Dopo mesi d’indagini si è poi risaliti agli amministratori del gruppo, quelli che lo hanno creato e alimentato, minorenni e maggiorenni, tutti residenti nella zona di Rivoli, le immagini e i video postati sono stati attribuiti singolarmente alla responsabilità di qualcuno. Indagati per detenzione e divulgazione di materiale pedopornografico, istigazione all’apologia di reato avente per scopo l’incitazione alla violenza e alla discriminazione per motivi razziali hanno ritenuto necessario interrompere da subito l’attività delittuosa. Intanto carabinieri avevano ricostruito tutto. Maggiori elementi potevano emergere solo dalle perquisizioni. Sono stati così emessi 25 decreti di perquisizione a carico degli indagati, 19 a carico di minorenni e 6 a carico di maggiorenni (tutti appartenenti a famiglie estranee a contesti di disagio economico e sociale), eseguiti nella nottata di ieri in 13 Provincie d’Italia. Sui sei 13enni coinvolti non era possibile procedere, essendo non imputabili per la legge italiana.
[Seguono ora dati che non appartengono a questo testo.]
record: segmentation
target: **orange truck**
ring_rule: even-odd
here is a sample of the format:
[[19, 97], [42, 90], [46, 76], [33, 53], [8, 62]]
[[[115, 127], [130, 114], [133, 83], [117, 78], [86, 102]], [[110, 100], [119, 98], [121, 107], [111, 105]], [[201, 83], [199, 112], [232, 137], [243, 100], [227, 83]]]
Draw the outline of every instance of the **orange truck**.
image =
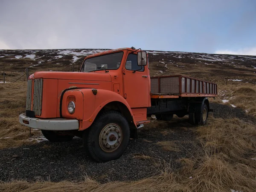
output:
[[205, 124], [207, 97], [217, 96], [215, 83], [181, 75], [150, 78], [148, 55], [122, 48], [86, 57], [79, 72], [38, 72], [27, 83], [22, 125], [40, 129], [51, 142], [82, 138], [87, 153], [97, 162], [119, 157], [130, 138], [150, 122], [189, 115]]

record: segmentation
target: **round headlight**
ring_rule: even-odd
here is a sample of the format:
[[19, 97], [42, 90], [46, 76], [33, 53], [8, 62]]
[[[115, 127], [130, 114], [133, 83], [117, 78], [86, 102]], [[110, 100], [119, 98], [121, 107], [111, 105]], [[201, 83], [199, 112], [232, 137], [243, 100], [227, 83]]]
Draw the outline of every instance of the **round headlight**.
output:
[[76, 108], [76, 105], [75, 105], [75, 102], [74, 101], [70, 101], [67, 105], [67, 110], [68, 112], [70, 114], [73, 114], [75, 112], [75, 108]]

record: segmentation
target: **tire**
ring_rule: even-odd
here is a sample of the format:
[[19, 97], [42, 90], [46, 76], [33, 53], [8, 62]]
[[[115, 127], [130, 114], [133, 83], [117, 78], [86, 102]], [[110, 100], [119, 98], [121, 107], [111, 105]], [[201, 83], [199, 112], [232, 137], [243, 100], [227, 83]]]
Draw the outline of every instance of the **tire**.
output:
[[97, 117], [87, 132], [84, 143], [89, 156], [98, 162], [119, 158], [130, 140], [127, 120], [116, 111], [105, 112]]
[[189, 113], [189, 123], [192, 125], [204, 125], [207, 122], [209, 109], [204, 103], [200, 112]]
[[162, 117], [161, 116], [161, 114], [156, 114], [155, 115], [156, 118], [157, 120], [162, 120]]
[[48, 140], [51, 142], [61, 142], [71, 140], [74, 135], [58, 134], [57, 132], [41, 130], [42, 133]]
[[208, 111], [207, 105], [204, 103], [200, 112], [196, 113], [195, 114], [195, 119], [198, 125], [205, 125], [206, 124], [208, 116]]
[[163, 113], [162, 114], [156, 114], [156, 118], [157, 120], [169, 121], [172, 119], [173, 114], [172, 113]]

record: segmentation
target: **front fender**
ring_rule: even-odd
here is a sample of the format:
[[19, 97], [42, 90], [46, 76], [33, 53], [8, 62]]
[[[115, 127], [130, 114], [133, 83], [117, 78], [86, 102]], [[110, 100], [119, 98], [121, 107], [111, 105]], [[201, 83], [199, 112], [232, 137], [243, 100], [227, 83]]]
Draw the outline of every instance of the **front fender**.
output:
[[94, 95], [91, 89], [80, 89], [84, 96], [84, 119], [82, 130], [90, 126], [100, 110], [108, 103], [113, 101], [122, 103], [126, 106], [132, 117], [135, 126], [136, 126], [131, 109], [125, 99], [119, 94], [111, 91], [101, 89], [97, 90], [97, 94]]

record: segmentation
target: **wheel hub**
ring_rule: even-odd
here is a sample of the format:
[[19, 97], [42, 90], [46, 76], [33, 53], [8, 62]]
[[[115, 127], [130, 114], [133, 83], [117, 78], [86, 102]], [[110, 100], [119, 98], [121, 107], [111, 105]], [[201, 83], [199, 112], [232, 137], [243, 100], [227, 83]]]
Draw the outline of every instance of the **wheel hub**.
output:
[[122, 137], [122, 130], [119, 125], [108, 124], [102, 129], [99, 134], [99, 146], [105, 152], [113, 152], [120, 146]]

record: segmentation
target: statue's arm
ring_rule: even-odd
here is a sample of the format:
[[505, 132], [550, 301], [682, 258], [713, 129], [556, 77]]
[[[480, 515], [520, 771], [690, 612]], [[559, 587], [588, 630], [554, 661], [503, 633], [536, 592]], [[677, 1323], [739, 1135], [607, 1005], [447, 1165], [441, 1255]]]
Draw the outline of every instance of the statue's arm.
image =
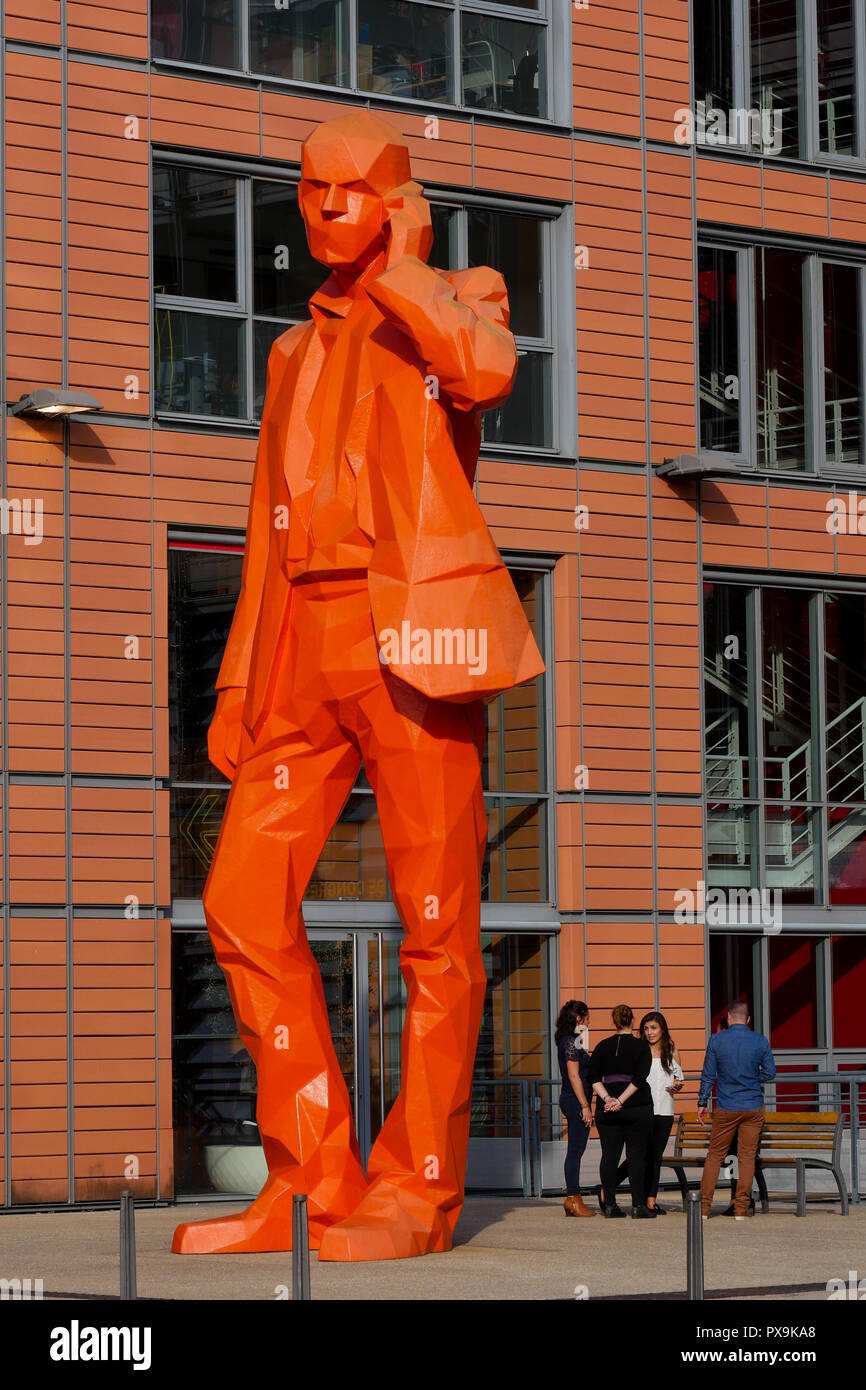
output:
[[[299, 325], [302, 328], [303, 325]], [[246, 546], [240, 573], [240, 594], [217, 676], [217, 709], [207, 731], [207, 752], [214, 767], [231, 781], [238, 764], [243, 702], [250, 673], [253, 641], [264, 598], [264, 575], [271, 539], [271, 467], [277, 441], [277, 404], [282, 406], [279, 386], [293, 350], [293, 339], [284, 334], [268, 356], [268, 377], [261, 414], [259, 449], [253, 468], [253, 486], [246, 520]]]
[[274, 439], [274, 413], [279, 395], [279, 381], [285, 370], [285, 348], [277, 341], [268, 354], [267, 389], [264, 395], [264, 410], [261, 413], [261, 428], [259, 434], [259, 448], [256, 450], [256, 464], [253, 468], [253, 485], [250, 489], [250, 505], [246, 518], [246, 545], [243, 549], [243, 570], [240, 573], [240, 594], [235, 607], [235, 616], [225, 644], [222, 664], [217, 677], [217, 689], [246, 689], [250, 670], [250, 656], [253, 638], [259, 621], [259, 610], [264, 592], [264, 574], [268, 560], [268, 545], [271, 537], [271, 485], [270, 485], [270, 455]]
[[459, 410], [489, 410], [509, 395], [517, 349], [498, 271], [442, 271], [406, 256], [367, 286], [385, 318], [400, 328]]

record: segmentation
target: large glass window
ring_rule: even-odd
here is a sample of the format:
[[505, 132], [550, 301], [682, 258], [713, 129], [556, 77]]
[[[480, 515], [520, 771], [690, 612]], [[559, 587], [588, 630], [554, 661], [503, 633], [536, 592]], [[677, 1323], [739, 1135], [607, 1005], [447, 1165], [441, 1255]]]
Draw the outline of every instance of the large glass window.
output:
[[153, 0], [150, 13], [156, 60], [550, 115], [550, 0]]
[[866, 1047], [866, 935], [833, 937], [833, 1045]]
[[742, 132], [708, 143], [805, 160], [866, 157], [856, 0], [694, 0], [692, 22], [695, 99]]
[[709, 884], [866, 906], [866, 595], [705, 585]]
[[737, 252], [703, 246], [698, 263], [701, 448], [740, 453], [740, 286]]
[[865, 275], [780, 246], [699, 246], [702, 449], [767, 471], [862, 468]]
[[[199, 898], [228, 788], [207, 758], [214, 682], [240, 589], [240, 546], [170, 548], [170, 770], [172, 897]], [[544, 646], [545, 580], [513, 569], [527, 620]], [[485, 706], [482, 784], [488, 812], [484, 902], [545, 902], [548, 803], [545, 676]], [[391, 898], [375, 798], [361, 773], [331, 831], [306, 897], [325, 902]]]
[[[780, 1063], [784, 1070], [851, 1068], [845, 1049], [866, 1047], [866, 933], [806, 934], [791, 929], [778, 935], [712, 931], [709, 938], [710, 1031], [724, 1026], [734, 999], [749, 1005], [752, 1027], [766, 1033], [774, 1051], [801, 1054]], [[806, 1063], [802, 1054], [833, 1048], [835, 1056]], [[862, 1062], [859, 1063], [862, 1066]], [[796, 1083], [801, 1090], [803, 1083]], [[781, 1086], [780, 1095], [792, 1095]], [[810, 1097], [809, 1105], [817, 1104]]]
[[[432, 221], [431, 264], [492, 265], [509, 291], [517, 379], [505, 404], [485, 411], [484, 441], [553, 448], [550, 217], [434, 203]], [[157, 163], [153, 246], [154, 410], [259, 420], [271, 345], [309, 317], [327, 278], [307, 249], [296, 185]]]

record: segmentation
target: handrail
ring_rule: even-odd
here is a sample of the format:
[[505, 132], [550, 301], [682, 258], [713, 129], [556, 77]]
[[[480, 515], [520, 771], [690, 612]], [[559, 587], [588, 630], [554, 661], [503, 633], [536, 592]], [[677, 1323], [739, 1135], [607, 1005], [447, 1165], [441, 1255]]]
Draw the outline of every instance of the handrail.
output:
[[[784, 1062], [781, 1063], [784, 1066]], [[699, 1081], [701, 1072], [687, 1072], [684, 1074], [685, 1081]], [[831, 1083], [840, 1087], [840, 1105], [838, 1109], [844, 1109], [842, 1104], [842, 1087], [848, 1087], [848, 1130], [849, 1130], [849, 1154], [851, 1154], [851, 1202], [860, 1201], [860, 1162], [858, 1143], [860, 1137], [860, 1086], [866, 1086], [866, 1068], [856, 1072], [783, 1072], [776, 1076], [774, 1081], [767, 1081], [766, 1086], [788, 1086], [791, 1083], [808, 1083], [809, 1086], [816, 1086], [819, 1083]], [[541, 1080], [530, 1081], [530, 1140], [531, 1140], [531, 1162], [532, 1162], [532, 1195], [541, 1197], [542, 1191], [542, 1163], [541, 1163], [541, 1113], [544, 1108], [542, 1088], [545, 1087], [562, 1087], [562, 1077], [544, 1077]], [[549, 1104], [553, 1104], [552, 1101]]]

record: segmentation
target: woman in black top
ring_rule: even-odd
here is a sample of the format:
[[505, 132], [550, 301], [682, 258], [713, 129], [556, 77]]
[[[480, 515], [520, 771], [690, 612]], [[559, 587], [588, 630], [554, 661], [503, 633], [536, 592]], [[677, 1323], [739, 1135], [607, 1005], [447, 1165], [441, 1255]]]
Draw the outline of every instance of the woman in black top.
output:
[[[569, 1151], [566, 1154], [566, 1216], [595, 1216], [580, 1194], [580, 1161], [589, 1138], [592, 1111], [589, 1108], [589, 1054], [582, 1045], [589, 1009], [582, 999], [563, 1004], [556, 1020], [556, 1052], [563, 1086], [559, 1108], [569, 1122]], [[581, 1037], [578, 1037], [578, 1030]]]
[[598, 1099], [595, 1123], [602, 1141], [599, 1165], [599, 1202], [605, 1216], [624, 1216], [616, 1204], [616, 1177], [623, 1144], [628, 1162], [631, 1215], [645, 1219], [655, 1212], [646, 1207], [646, 1145], [652, 1131], [652, 1091], [646, 1084], [652, 1052], [645, 1038], [631, 1033], [634, 1013], [627, 1004], [617, 1004], [612, 1013], [616, 1033], [603, 1038], [589, 1059], [589, 1084]]

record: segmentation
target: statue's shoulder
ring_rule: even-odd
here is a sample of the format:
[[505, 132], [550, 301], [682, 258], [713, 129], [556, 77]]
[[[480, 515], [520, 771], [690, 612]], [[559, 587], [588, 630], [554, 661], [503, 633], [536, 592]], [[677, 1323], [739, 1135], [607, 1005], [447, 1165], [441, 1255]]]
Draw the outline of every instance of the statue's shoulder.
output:
[[311, 328], [311, 318], [304, 318], [300, 324], [292, 324], [291, 328], [286, 328], [285, 334], [281, 334], [271, 343], [271, 357], [288, 361], [297, 352]]

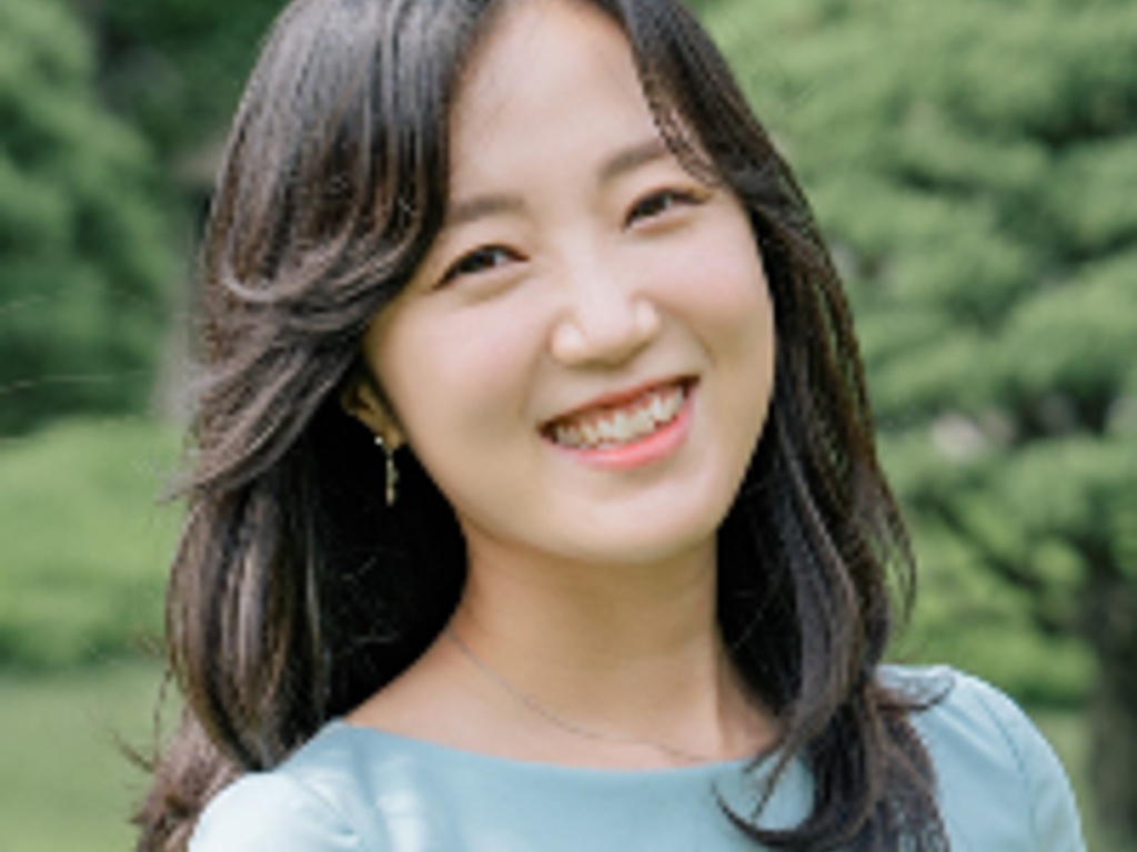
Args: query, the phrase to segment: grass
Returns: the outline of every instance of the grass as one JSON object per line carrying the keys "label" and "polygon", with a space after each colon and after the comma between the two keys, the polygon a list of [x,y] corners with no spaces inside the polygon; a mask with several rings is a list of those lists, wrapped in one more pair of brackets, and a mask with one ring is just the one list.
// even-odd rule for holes
{"label": "grass", "polygon": [[0,666],[84,665],[158,632],[180,510],[156,500],[175,459],[172,432],[147,420],[0,443]]}
{"label": "grass", "polygon": [[142,747],[160,669],[131,661],[0,676],[0,826],[13,852],[123,852],[147,786],[122,743]]}

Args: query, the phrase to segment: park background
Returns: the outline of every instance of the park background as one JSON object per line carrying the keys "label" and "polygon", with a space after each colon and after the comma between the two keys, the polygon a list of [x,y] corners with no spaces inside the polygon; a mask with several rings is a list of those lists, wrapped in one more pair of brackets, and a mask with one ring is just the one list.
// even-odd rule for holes
{"label": "park background", "polygon": [[[1137,3],[692,3],[849,285],[921,563],[893,652],[1019,699],[1137,849]],[[266,0],[0,0],[0,826],[132,846],[193,254]],[[169,691],[172,692],[172,691]],[[176,716],[167,695],[164,718]]]}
Nel corso delle perquisizioni sono stati sequestrati decine di telefonini e computer affidati ad un consulente tecnico d’ufficio che ne farà delle copie forensi, riproduzioni attendibili dei contenuti spesso indescrivibili delle chat.

 

I CONTENUTI DELLA CHAT ‘THE SHOAH PARTY’

A gestire la chat sulla quale comunicavano dal 2018 pare fossero quattro 13enni ritenuti dalla legge non imputabili in quanto di età inferiore ai 14 anni. Tra i video scambiati quello di una bambina che all’apparenza ha 11 anni mentre fa sesso con due ragazzini, forse di poco più grandi di lei. L’obiettivo inquadra il suo viso che ride, come se stesse partecipando a un gioco, senza rendersi conto di quello che sta accadendo e viene commentata dai ragazzini con frasi raccapriccianti. Un esempio: «Eppoi dicono che i preti non devono stuprare i bambini». Tra i file anche quello su alcuni bambini africani che si dissetano con l’acqua di una pozzanghera con commenti insulsi del tipo il ”vostro Nesquik” e frasi che esaltano le figure di Hitler, a Mussolini e a Bin Laden. Ragazzini che osannano il nazismo, il fascismo auspicandone il ritorno verosimilmente inconsapevoli di ciò che significhi con la pubblicazione del video dell’attentato alle Torri gemelle, del settembre 2011, esaltando distruzione e morte ed un fotomontaggio di Gesù messo in croce su una svastica. Non lesinavano inoltre insulti agli ebrei, agli omosessuali, ai migranti e ai disabili come si evince dai commenti sul volto di un bimbo calvo affetto da leucemia che viene derisi. Nel ventaglio dei materiali rinvenuti anche immagini di torture su cani e galline incitando a ripetere gli ”esperimenti”. Numerosi i compagni di scuola degli indagati che hanno abbandonato The Shoah Party per la violenza dei suoi contenuti.